To realize solar-to-electrical energy conversion, several kinds of solar technologies have been developed since the invention of silicon solar cells. Recently, antimony selenosulfide Sb₂(S,Se)₃ (including Sb₂S₃ and Sb₂Se₃) has been considered one of the promising emerging materials for solar cell applications due to simple chemical composition, abundant elemental storage and excellent stability^[1]. In terms of practical applications, a solar technology should simultaneously possess high-efficiency, low-cost and long-term stability. The stability for these materials and related devices has already been examined^[2-4]. In particular, Sb₂Se₃ solar cells have passed through the stringent stability test^[4]. Furthermore, the compound is non-toxic and doesn’t contain rare elements, which sets the ground for future low-cost production. The optical bandgap for antimony selenosulfide lies in 1.1–1.7 eV^[1], falling into the optimal region for sunlight absorption. According to the Shockley-Queisser limit, ~32% PCE can be expected for Sb₂(S,Se)₃ solar cells.
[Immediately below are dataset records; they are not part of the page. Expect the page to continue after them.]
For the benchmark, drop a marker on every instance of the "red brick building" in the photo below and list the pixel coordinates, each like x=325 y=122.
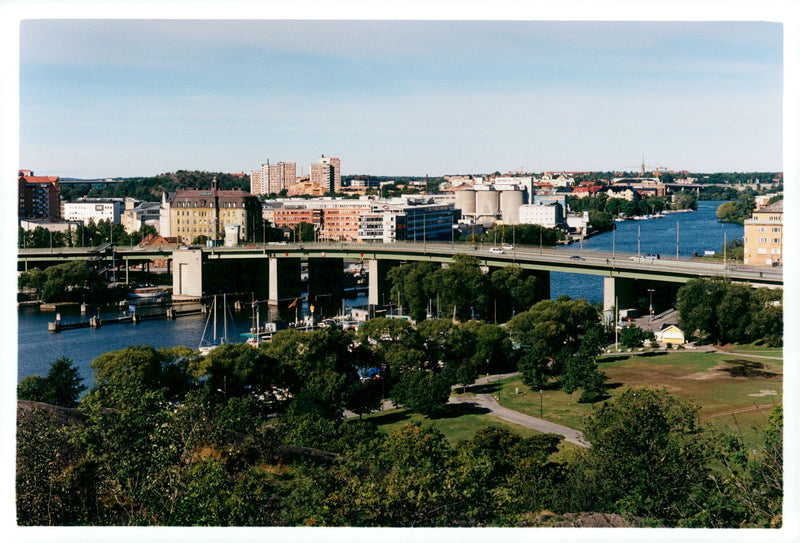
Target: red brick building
x=38 y=196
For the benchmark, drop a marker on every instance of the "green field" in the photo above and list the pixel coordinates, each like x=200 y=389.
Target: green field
x=735 y=393
x=458 y=423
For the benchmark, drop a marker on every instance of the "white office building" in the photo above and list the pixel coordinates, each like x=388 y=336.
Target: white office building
x=94 y=209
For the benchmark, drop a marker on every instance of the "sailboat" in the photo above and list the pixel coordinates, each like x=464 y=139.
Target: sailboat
x=206 y=346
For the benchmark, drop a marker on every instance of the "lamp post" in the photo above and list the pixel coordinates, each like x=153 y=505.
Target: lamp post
x=541 y=404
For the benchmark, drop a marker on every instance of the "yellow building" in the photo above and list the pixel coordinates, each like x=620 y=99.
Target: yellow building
x=763 y=236
x=209 y=213
x=670 y=335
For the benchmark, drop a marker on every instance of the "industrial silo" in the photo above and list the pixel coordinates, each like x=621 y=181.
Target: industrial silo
x=486 y=203
x=510 y=202
x=465 y=201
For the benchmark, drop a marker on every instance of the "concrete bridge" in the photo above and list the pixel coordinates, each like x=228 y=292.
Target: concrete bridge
x=274 y=270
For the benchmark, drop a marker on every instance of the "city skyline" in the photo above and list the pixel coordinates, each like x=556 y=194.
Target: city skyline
x=124 y=98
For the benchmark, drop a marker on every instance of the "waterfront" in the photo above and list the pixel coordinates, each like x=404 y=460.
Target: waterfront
x=699 y=231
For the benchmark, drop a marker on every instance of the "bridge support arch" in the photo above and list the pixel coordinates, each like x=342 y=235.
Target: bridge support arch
x=379 y=285
x=625 y=293
x=187 y=275
x=325 y=284
x=284 y=280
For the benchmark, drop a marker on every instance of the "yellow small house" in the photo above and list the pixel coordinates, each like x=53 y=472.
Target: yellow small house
x=670 y=335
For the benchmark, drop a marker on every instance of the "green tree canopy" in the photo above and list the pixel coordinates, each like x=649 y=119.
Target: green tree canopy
x=61 y=386
x=648 y=455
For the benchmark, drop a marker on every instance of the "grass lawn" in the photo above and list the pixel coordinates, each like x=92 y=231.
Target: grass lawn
x=732 y=389
x=459 y=423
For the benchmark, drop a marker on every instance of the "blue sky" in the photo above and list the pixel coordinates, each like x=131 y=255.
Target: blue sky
x=116 y=98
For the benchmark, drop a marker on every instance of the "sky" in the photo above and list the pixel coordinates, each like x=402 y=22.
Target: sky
x=122 y=98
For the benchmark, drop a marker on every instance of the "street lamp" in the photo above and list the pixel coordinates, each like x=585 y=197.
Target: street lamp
x=541 y=404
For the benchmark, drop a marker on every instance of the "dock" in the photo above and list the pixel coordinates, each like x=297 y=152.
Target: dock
x=134 y=318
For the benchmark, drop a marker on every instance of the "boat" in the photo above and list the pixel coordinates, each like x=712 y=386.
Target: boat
x=207 y=346
x=150 y=293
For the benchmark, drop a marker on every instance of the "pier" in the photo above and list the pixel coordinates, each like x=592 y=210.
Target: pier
x=134 y=318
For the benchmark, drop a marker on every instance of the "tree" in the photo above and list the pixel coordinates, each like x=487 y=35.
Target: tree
x=512 y=289
x=62 y=385
x=422 y=391
x=648 y=456
x=548 y=334
x=697 y=306
x=126 y=376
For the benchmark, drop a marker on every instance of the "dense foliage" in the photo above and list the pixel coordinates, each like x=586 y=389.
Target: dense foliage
x=462 y=290
x=170 y=438
x=721 y=311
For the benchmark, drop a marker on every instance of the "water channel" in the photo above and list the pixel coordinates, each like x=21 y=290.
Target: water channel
x=679 y=234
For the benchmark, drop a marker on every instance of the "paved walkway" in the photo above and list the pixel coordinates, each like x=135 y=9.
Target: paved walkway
x=488 y=402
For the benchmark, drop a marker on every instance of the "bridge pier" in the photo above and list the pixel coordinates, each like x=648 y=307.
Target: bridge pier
x=378 y=283
x=187 y=278
x=626 y=293
x=284 y=280
x=325 y=284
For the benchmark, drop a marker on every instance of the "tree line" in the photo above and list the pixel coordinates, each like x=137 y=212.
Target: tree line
x=257 y=437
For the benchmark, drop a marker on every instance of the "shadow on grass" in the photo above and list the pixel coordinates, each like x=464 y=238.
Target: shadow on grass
x=392 y=417
x=483 y=389
x=612 y=358
x=455 y=410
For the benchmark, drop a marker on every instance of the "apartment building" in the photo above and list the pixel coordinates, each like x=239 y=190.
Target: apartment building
x=327 y=173
x=137 y=214
x=763 y=236
x=38 y=196
x=273 y=178
x=216 y=214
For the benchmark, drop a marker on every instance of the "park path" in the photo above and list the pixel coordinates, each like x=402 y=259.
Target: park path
x=488 y=402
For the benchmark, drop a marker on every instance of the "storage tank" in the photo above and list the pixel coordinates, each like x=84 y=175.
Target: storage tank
x=510 y=202
x=465 y=201
x=486 y=203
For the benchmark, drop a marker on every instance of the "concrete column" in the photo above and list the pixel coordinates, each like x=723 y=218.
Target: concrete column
x=284 y=280
x=379 y=286
x=621 y=291
x=325 y=284
x=187 y=279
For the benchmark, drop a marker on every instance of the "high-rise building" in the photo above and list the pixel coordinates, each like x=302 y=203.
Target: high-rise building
x=273 y=178
x=327 y=173
x=763 y=236
x=38 y=196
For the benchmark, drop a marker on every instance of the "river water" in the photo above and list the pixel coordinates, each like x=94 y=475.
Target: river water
x=37 y=348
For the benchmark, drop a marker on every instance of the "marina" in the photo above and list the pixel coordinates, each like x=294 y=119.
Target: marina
x=682 y=233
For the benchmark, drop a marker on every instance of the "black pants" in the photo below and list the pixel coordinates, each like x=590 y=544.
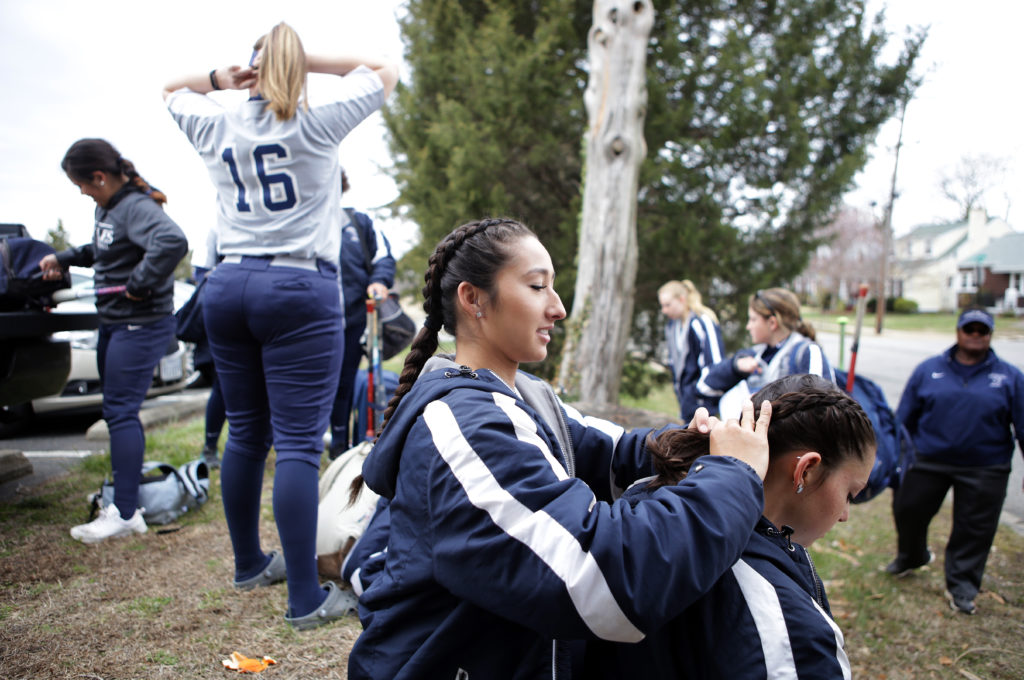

In practical, one of the basic requirements for making efficient solar cells is to prepare high-quality absorber films. Recently, Tang et al. reported a hydrothermal deposition method (Figs. 1(a) and 1(b)), which produced flat and compact Sb₂(S,Se)₃ films with large grains^[5]. The increase of selenium content in the compound can suppress the deep-level defects of anti-site Sb_S, while not yielding new defect Sb_Se. This characteristic suggests an effective strategy for suppressing the deep-level defects. At suitable Se/(S+Se) atomic ratio, Sb₂(S,Se)₃ solar cells can break the 10% bottleneck efficiency^{[5, 6]}, which is recorded in the record-efficiency cells table collected by AMOLF (Fig. 1(c), SbSSe stands for Sb₂(S,Se)₃ solar cells).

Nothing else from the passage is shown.